Investigating a social network using Graph Theory

Overview

This project will investigate a social network using graph theory. The first part of this project will find a dominating set of users in a network (i.e. users with at least one connection to all the other users in the network). The second part of the project will find sub-communities or tightly connected communities within a network

Data

The data used will be the provided Facebook datasets facebook_1000.txt, facebook_2000.txt and facebook_ucsd.txt

facebook_1000.txt has 783 vertices (persons) and 3784 edges (friendships).

facebook_2000.txt has 1780 vertices (persons) and 15,650 edges (friendships)

facebook_ucsd.txt has 14948 vertices (persons) and 886442 edges (friendships)

Note: The above datasets is slightly different from what was given in the initial proposal.
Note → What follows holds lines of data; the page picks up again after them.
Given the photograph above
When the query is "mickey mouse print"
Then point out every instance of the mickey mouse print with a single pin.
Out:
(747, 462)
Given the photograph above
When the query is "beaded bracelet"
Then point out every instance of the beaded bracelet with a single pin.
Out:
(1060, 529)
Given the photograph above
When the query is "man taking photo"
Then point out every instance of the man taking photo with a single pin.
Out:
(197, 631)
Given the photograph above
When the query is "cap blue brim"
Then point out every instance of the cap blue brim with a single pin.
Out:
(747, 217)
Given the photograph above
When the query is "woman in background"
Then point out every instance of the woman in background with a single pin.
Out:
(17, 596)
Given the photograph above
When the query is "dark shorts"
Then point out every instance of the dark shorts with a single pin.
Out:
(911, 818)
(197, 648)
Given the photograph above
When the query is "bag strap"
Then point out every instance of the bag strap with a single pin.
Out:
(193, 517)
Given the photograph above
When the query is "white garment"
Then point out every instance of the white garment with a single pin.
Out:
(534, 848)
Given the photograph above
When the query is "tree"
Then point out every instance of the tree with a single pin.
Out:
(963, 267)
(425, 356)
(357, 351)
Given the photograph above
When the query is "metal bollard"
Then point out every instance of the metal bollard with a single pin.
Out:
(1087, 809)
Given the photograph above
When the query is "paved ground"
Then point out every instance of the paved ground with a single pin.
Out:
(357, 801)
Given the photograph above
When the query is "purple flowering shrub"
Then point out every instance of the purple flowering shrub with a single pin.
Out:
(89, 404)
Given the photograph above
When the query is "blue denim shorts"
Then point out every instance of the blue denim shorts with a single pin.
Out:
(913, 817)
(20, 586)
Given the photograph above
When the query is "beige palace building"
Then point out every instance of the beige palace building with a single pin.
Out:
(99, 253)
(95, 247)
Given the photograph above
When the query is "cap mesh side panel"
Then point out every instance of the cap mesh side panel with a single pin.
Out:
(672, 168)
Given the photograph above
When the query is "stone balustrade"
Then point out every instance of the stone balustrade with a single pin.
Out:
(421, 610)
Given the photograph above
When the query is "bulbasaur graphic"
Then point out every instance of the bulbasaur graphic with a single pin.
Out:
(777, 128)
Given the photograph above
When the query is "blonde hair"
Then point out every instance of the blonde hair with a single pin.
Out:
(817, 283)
For answering the easier question (dominating set) the facebook_1000 and facebook_ucsd datasets will be used. For answering the harder question (finding sub-communities the facebook_1000 and facebook_2000 datasets will be used.

Questions

Easier: To find the dominating set of nodes in a Facebook network. A dominating set is defined as the subset of users who are connected to all the users in the network. This is useful for marketing messages or targeting “super” users or influencers in a network.

Harder: To find sub-communities in a Facebook network. Sub-communities are closely connected users who interact with each other more and share certain commonalities like same high school or same subject interest etc.

The graphs are visualized using GraphStream package (http://graphstream-project.org)

Algorithms, Data structures and Answers to the questions

Easier Question:

Main data structure:

The network was laid as a classic graph data structure using an adjacency list. Each person is denoted as a vertex and a friendship is denoted as an edge in the graph.

A HashMap of integer key to denote a vertex and HashSet of integers for its value to denote edges was used.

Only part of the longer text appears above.